Minutos depois, chega a primeira paciente: uma mulher grávida entra apoiada no marido, que leva o filho pela outra mão. Em frente, um casal de médicos alemães, a viver em Espanha, aguardam para saber se precisam e aceitam ajuda.
Na estrada que acompanha o vale do rio Nfis, passam de um lado para o outro camiões do exército com militares, ambulâncias de sirenes e piscas ligados e carrinhas Mercedes com mantimentos no tejadilho, que as motas vão agilmente serpenteando. Os carros levam malas cheias de khobzs, pães achatados empilhados como discos.
A descida das temperaturas é agora mais uma preocupação para as pessoas que passaram a quarta noite ao relento. “Disseram que a terra da montanha aquece e nos manterá quentes e é por isso que estamos aqui”, comenta Maryam Malal, 25 anos, uma professora primária de Agadir que voltou à aldeia onde cresceu depois do sismo para ajudar a prima, que tem na tenda improvisada de madeira e panos uma bebé de 15 dias, Maria. “Precisamos de ajuda para reconstruir as casas. Porque podemos trazer comida, mas muitos perderam as casas e são pobres, muito pobres, não as conseguem reconstruir.”
Os marroquinos que ficaram com a casa danificada ou destruída esperam que o rei Mohamed VI cumpra a promessa de criar um programa de emergência para a reconstrução de habitações, muitas delas construções de terra, um método tradicional de que as populações nativas se orgulham.
Em Talat N’Yaaqoub, um homem de casaco preto anda às voltas, mãos cruzadas atrás das costas e cabeça baixa. “É o meu pai que está ali em baixo”, grita, quando as equipas de resgate sinalizam que encontraram mais duas pessoas.
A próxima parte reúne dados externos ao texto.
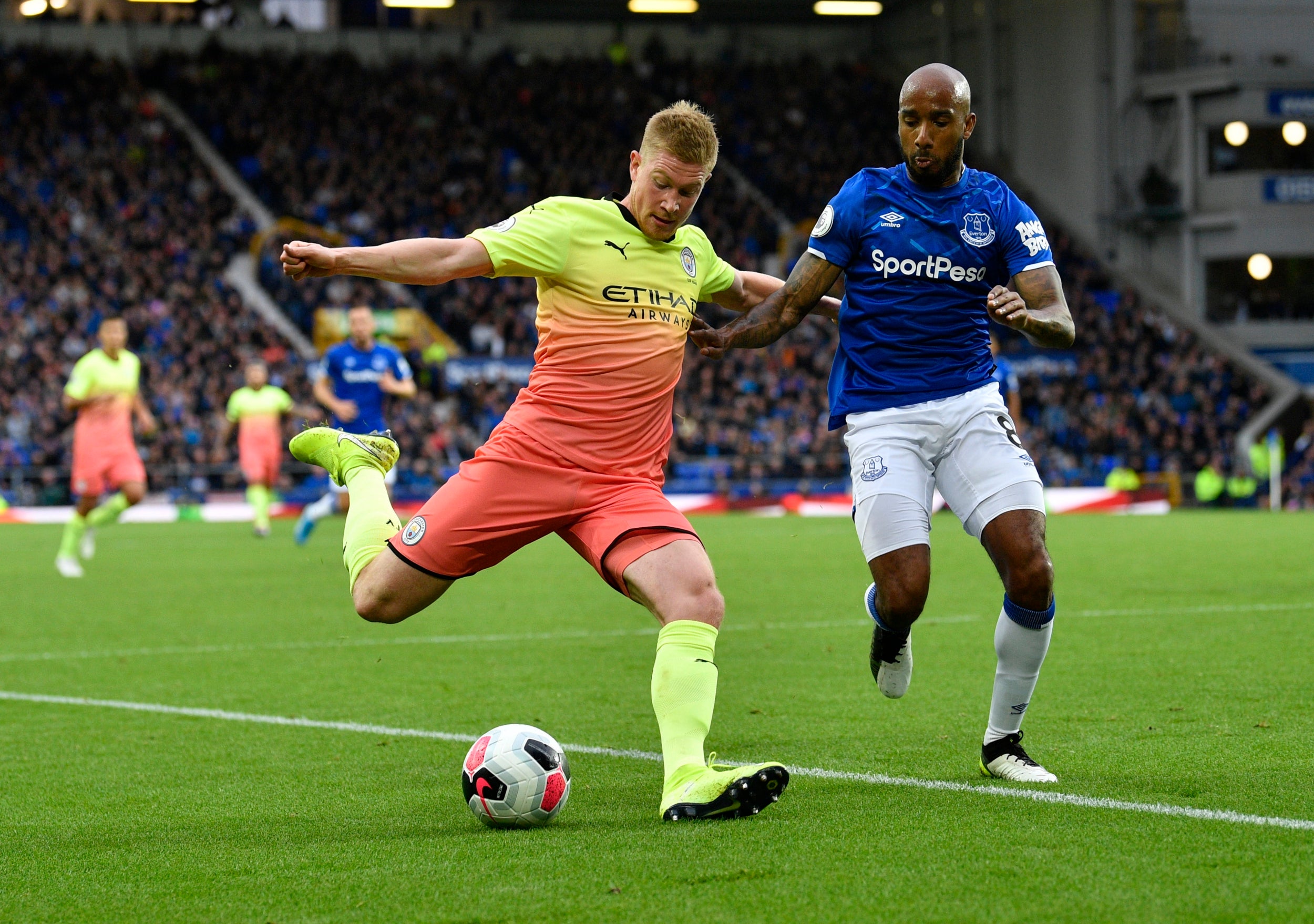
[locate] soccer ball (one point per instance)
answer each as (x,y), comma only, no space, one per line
(516,777)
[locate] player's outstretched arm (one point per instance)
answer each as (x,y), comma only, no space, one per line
(751,288)
(777,314)
(1039,309)
(414,262)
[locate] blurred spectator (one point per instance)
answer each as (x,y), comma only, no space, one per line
(104,211)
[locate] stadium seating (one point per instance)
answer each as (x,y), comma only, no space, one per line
(106,211)
(446,146)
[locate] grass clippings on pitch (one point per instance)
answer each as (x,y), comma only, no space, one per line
(1179,675)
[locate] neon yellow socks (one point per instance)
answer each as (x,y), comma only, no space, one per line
(74,530)
(684,691)
(259,496)
(108,512)
(371,521)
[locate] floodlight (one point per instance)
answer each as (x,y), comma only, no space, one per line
(848,8)
(1259,266)
(1236,133)
(663,6)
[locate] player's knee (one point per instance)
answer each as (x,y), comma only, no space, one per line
(1031,583)
(703,604)
(900,601)
(711,607)
(375,604)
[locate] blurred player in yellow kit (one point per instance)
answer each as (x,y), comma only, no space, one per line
(256,410)
(104,392)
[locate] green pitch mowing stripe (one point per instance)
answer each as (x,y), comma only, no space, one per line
(1244,609)
(877,778)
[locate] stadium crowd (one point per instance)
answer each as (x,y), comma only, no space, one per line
(104,209)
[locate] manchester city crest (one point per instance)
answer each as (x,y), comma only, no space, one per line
(977,229)
(414,531)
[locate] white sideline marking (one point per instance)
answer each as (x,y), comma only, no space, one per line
(422,641)
(1182,610)
(608,634)
(876,778)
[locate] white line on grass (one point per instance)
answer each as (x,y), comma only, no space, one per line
(874,778)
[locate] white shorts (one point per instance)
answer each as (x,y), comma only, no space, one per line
(965,446)
(389,479)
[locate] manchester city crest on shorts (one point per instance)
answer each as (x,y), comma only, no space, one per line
(414,531)
(686,259)
(977,229)
(873,468)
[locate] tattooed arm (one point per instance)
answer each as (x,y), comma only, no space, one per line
(777,314)
(1037,309)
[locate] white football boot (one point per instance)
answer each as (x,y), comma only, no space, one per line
(891,658)
(1004,759)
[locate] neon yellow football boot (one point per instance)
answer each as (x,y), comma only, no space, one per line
(340,451)
(735,792)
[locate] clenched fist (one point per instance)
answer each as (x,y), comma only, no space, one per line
(306,261)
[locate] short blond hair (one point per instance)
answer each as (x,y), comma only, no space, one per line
(684,130)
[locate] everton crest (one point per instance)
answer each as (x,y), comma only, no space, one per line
(977,229)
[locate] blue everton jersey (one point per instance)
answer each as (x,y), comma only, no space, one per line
(355,376)
(919,264)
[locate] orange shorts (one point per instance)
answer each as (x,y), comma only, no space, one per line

O resto acontece tudo muito rápido: dezenas de homens formam um comboio que passa o mais rápido possível por todos os que assistem, expectantes. No meio levam uma maca com um corpo tapado por um lençol e uma multidão segue-os até à ambulância onde se certificam que a maca é cuidadosamente colocada e levada para longe. Depois, só ficam os choros.
No mesmo descampado onde famílias e vizinhos se abraçaram, dois helicópteros militares aterram à vez para transportarem para os hospitais os feridos mais graves, pó a voar por todo o lado quando levantam. Já de noite, um militar refugia-se da confusão e, sentado no que era a entrada da casa de alguém, tira as botas, o boné, exala e dá um golo no chá. Por trás dele, as ambulâncias continuam a chegar e a partir. Ele calça as botas, puxa o fecho, e vai também.